Joan Forman, whose book was a reasoned and unsensational examination of the nature of time made credible by certain findings of modern physics, saw time as an integral part of matter and energy – not as an ever-moving, passing flow chopped up in equal parts by the clock.

She did some research on Petra and found that the city walls were not simply ‘rose-red’ but pink and amber and ochre; one city entrance was very narrow and there was evidence that the track through the gorge – called the Sig – had been used as a water-course; local deities were represented by blocks of stone instead of statues.

And when the Nabateans held the city (about 400 BC to AD 106) after the Jews had been taken into slavery, they might well have sent women and children into the nearby hills, leaving just men to guard the city and its treasure against an anticipated Syrian attack – an attack in which Captain Flowerdew’s former self may have perished 2,200 years ago!  

I'd love to hear of your life after death experiences.  Do tell!


Sunday 4 March 2012

EGYPTIAN AFTERLIFE

What do I know about Egyptian afterlife?  We are all well aware of the pyramids built by the ancient Egyptians both as monuments to their dead and as doorways to the hereafter.  They still stand today as testimony to a lost civilization.

Until last year there were thought to be around 140 pyramids across Egypt.  But, thanks to space technology, satellites have now helped locate 17 further pyramids and 3,000 ancient settlements hidden underground.  According to a feature in the DAILY MAIL more than 1,000 burial sites were also discovered thanks to infra-red technology capable of probing beneath the desert sands from 450 miles above the Earth.

Sarah Parcak, a NASA-funded archaeologist, said: "I couldn't believe we could locate so many sites.  To excavate a pyramid is the dream of every archaeologist."  Dr Parcak, from the University of Alabama in Birmingham, analyzed images from satellites equipped with cameras powerful enough to zoom in on objects less than three feet in diameter on the Earth's surface.

Ancient Egyptians used mud bricks much denser than the sand and soil surrounding them, so allowing the shapes of homes, temples, tombs and other structure from thousands of years ago to be seen.

Two pyramids at Saqqara (burial ground for the ancient capital of Memphis) have already been confirmed by excavations, with the site now being hailed as one of the most important in Egyptian archaeology.  Prior to this find, Djoser's Pyramid at Saqqara, built around 2,600 BC, was one of the oldest pyramids ever discovered.

Ancient Egyptians attached huge importance to their afterlife, devoting much of their time and wealth to preparation for their death.
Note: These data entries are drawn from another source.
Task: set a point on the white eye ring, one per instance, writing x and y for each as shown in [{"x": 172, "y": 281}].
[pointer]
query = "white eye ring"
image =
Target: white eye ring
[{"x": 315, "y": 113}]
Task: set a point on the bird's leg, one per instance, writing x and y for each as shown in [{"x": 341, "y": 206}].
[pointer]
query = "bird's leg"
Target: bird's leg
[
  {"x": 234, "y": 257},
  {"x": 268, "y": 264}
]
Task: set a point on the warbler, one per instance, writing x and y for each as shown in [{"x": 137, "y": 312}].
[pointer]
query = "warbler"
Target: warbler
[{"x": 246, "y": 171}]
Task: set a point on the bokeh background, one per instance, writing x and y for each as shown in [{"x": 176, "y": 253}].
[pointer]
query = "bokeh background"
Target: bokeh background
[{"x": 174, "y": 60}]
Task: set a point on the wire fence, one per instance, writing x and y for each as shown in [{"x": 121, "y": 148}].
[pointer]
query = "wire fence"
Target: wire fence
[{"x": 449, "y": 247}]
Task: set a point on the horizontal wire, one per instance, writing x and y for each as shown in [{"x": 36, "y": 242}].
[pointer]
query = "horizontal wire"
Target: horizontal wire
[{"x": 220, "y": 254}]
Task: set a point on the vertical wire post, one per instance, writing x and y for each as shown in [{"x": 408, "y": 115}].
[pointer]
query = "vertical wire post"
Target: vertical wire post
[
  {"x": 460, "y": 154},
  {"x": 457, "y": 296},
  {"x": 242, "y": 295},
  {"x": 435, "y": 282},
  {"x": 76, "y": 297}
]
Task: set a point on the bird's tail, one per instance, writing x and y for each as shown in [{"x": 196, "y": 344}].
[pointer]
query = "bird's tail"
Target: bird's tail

The afterlife was seen as a continuation of life on earth, so the dead man would need in his tomb every necessity and luxury he'd needed in life. Simultaneously, the ancients had a human fear of  the death they saw as inevitable.

How did they reconcile the inevitability of death with the divinity of their king who - as a god - was above death?  Maybe the answer lies in the myth of the god Osiris - believed once to have ruled as king of Egypt. Set, his brother, murdered him and seized the throne - only to be defeated by Horus, Osiris' son.

Horus avenged his father, becoming king of Egypt.  Osiris, the embodiment of vegetation that dies in winter and is resurrected in spring, lived on as lord of the Underworld and every subsequent king of Egypt was thought, after death, to become Osiris and partake of his kingdom in the hereafter.

There - I hope you'll feel I've given you at least a little taste of the Egyptian afterlife?